Osgarthorpe (St. Mary)
OSGARTHORPE (St. Mary), a parish, in the union of Ashby-de-la-Zouch, hundred of West Goscote, N. division of the county of Leicester, 5¼ miles (E. N. E.) from Ashby; containing 396 inhabitants. A canal passes from Barrow-hill, in the parish, and, crossing Sheepshead, terminates in Loughborough parish. The living is a rectory, valued in the king's books at £7; net income, £184; patron, the Marquess of Hastings. The tithes were commuted for land and a money payment in 1785. In 1670, land was bequeathed by Thomas Harley, Esq., now producing £379 per annum, for founding a school, and an hospital for the maintenance of six clergymen's widows; another cottage was added, under a bequest by John Allsop in 1683.
Osgodby
OSGODBY, a township, in the parish of Lavington, union of Grantham, wapentake of Beltisloe, parts of Kesteven, county of Lincoln, 4½ miles (N. E.) from Corby; containing 82 inhabitants. The vicarial tithes have been commuted for £149. 10.
Osgodby, with Kirkby, wapentake of Walshcroft, county of Lincoln.—See Kirkby.

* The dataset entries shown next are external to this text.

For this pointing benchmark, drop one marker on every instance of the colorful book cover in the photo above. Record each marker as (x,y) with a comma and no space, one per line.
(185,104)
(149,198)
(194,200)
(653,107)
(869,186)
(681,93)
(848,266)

OSGODBY, with Kirkby, wapentake of Walshcroft, county of Lincoln.—See Kirkby.
Osgodby
OSGODBY, a township, in the parish of Hemingbrough, union of Selby, wapentake of Ouse and Derwent, E. riding of York, 2½ miles (E. N. E.) from Selby; containing 168 inhabitants. It comprises 1524a. 20p. of land: the village is seated about a mile east of the river Ouse, which also flows in a very devious course on the south of the township. Certain impropriate tithes were commuted for land in 1811.
Osgodby
OSGODBY, a township, in the parish of Cayton, union of Scarborough, Pickering lythe, N. riding of York, 2¾ miles (S. by E.) from Scarborough; containing 69 inhabitants. It is situated on the sea-shore, and comprises about 1300 acres; the road from Scarborough to Filey passes a little to the east of the hamlet.
Osgoodby
OSGOODBY, a hamlet, in the parish of Thirkleby, union of Thirsk, wapentake of Birdforth, N. riding of York, 4¾ miles (E. by S.) from Thirsk; containing 29 inhabitants. A small rivulet, which divides the parish into two parts, flows on the west of the hamlet.